M.F. Mosele: Financial Interests, Institutional, Invited Speaker: Novartis; Financial Interests, Personal, Full or part-time Employment: Pegascy. D. Vasseur: Financial Interests, Personal, Invited Speaker: AstraZeneca, Roche. S. Ponce Aix: Financial Interests, Institutional, Invited Speaker: Roche.
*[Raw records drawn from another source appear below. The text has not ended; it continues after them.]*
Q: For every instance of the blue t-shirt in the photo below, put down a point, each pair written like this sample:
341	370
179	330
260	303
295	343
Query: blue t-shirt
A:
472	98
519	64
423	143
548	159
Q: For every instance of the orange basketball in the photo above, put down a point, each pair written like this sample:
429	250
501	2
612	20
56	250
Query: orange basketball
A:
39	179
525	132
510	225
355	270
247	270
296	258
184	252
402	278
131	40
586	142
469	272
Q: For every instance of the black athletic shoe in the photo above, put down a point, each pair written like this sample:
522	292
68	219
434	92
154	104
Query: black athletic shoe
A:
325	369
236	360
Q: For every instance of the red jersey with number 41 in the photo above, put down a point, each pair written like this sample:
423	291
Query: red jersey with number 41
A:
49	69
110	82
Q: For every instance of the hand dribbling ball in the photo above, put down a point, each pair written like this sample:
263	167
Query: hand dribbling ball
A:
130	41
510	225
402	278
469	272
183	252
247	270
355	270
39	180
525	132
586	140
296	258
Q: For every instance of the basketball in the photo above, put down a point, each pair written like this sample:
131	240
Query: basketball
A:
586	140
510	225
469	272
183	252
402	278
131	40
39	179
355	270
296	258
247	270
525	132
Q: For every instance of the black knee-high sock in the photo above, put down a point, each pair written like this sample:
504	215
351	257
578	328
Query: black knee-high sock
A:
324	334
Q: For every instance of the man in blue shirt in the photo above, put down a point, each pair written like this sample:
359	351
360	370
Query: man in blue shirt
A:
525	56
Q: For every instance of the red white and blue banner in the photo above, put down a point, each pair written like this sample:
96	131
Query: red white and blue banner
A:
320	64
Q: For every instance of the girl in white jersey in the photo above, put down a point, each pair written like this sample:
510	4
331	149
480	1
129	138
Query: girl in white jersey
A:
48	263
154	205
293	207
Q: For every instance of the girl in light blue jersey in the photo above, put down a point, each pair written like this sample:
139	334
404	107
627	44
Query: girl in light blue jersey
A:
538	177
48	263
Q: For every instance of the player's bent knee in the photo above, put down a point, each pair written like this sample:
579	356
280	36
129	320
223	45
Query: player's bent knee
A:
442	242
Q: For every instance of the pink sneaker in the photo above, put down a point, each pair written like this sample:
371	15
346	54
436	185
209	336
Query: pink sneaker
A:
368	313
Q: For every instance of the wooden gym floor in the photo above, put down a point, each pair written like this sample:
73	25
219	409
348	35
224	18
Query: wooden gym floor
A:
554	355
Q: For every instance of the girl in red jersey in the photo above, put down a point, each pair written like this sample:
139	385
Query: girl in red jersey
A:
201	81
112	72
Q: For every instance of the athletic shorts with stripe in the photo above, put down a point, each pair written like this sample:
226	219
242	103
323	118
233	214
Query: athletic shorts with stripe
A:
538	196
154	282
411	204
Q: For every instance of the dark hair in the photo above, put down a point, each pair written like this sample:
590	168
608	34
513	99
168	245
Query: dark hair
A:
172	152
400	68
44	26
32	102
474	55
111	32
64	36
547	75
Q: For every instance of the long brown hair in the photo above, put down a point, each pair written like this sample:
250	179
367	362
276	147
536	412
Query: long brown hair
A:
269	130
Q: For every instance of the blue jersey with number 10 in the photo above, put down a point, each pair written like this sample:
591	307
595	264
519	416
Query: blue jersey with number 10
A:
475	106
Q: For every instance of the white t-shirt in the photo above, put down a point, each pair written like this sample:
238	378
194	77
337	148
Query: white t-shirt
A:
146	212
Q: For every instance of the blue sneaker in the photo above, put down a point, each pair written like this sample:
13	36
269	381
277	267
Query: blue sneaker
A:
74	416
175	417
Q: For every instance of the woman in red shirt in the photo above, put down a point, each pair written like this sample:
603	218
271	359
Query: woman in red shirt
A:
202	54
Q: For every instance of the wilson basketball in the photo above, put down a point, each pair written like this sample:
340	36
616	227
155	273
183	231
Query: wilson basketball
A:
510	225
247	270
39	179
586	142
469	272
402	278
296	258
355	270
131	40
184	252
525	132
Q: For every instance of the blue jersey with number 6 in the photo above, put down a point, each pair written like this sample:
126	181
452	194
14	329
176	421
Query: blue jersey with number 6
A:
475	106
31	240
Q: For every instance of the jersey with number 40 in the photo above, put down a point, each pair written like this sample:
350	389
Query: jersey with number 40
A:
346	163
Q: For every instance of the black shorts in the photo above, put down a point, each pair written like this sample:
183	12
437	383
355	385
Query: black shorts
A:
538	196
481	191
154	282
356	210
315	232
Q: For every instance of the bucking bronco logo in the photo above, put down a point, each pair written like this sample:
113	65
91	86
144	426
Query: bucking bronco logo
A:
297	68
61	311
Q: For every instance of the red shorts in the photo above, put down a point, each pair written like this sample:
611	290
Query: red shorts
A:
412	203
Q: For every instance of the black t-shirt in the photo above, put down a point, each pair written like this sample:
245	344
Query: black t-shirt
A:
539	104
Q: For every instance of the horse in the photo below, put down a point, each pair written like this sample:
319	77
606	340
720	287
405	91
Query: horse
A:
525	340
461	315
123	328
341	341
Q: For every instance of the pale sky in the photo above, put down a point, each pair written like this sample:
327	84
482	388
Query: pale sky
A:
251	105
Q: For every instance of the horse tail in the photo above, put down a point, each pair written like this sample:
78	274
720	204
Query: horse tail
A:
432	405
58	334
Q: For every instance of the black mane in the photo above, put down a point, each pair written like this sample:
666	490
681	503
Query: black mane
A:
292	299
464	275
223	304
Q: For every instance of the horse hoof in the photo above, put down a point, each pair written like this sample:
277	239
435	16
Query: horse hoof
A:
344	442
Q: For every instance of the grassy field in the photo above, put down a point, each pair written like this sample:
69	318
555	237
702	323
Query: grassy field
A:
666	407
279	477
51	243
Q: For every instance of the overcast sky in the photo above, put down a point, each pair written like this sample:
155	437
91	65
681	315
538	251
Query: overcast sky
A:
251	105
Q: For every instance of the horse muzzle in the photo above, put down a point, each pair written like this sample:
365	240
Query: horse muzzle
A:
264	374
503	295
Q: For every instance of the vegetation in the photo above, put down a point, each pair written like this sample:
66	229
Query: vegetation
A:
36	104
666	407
C. Massard: Financial Interests, Personal, Other: Amgen, Astellas Pharma, AstraZeneca, Bayer, BeiGene, Blueprint Medicines, Bristol Myers Squibb, Celgene, Debiopharm Group, Faron Pharmaceuticals, Genentech/Roche, Innate Pharma, Ipsen, Janssen, Lilly, MSD, Novartis, Orion, Pfizer, PharmaMar, Sanofi, and T. F. André: Financial Interests, Personal, Advisory Board: Lilly France; Financial Interests, Institutional, Advisory Board: AstraZeneca, Daiichi Sankyo, Roche, Lilly, Pfizer, Owkin, Novartis, Guardant Health, N-Power Medicine, Servier, Gilead, Boston Pharmaceuticals; Financial Interests, Institutional, Research Grant: AstraZeneca, Lilly, Novartis, Pfizer, Roche, Daiichi Sankyo, Guardant Health, Owkin. A. Italiano: Financial Interests, Personal, Other: Bayer, Daiichi Sankyo, Lilly, Epizyme, Novartis, Roche, Ipsen; Financial Interests, Personal, Advisory Role: Roche, Daiichi Sankyo, Immune Design, Epizyme, Bayer, Lilly; Financial Interests, Personal and Institutional, Research Grant: Roche, Bayer, AstraZeneca/MedImmune, PharmaMar, MSD Oncology, Merck Serono. L. Friboulet: Financial Interests, Personal, Research Grant: Debiopharm and Incyte, Relay Therapeutics, Sanofi, and Nuvalent; Non-Financial Interests, Personal, Other: Illumina, Guardant Health. Y. Loriot: Financial Interests, Personal, Advisory Board: Merck KGaA, Pfizer, Gilead, Seattle Genetics, Tahio; Financial Interests, Personal, Other, Lectures, Advisory Boards: MSD, AstraZeneca, Astellas, Janssen; Financial Interests, Personal, Other, Lectures, Advisory Boards: Roche, BMS; Financial Interests, Institutional, Research Grant: Janssen, Sanofi, MSD, Roche, Celsius; Financial Interests, Institutional, Invited Speaker: Janssen, Pfizer, Janssen, MSD, Janssen, Exelixis, AstraZeneca, Pfizer, Merck KGaA, BMS, Astellas, Gilead, Incyte; Financial Interests, Personal, Invited Speaker: MSD, Astellas, Gilead/Immunomedics, Basilea, Tahio; Non-Financial Interests, Personal, Member: ESMO, ASCO, AACR; Non-Financial Interests, Personal, Other, scientific committee: ARC. All other authors have declared no conflicts of interest.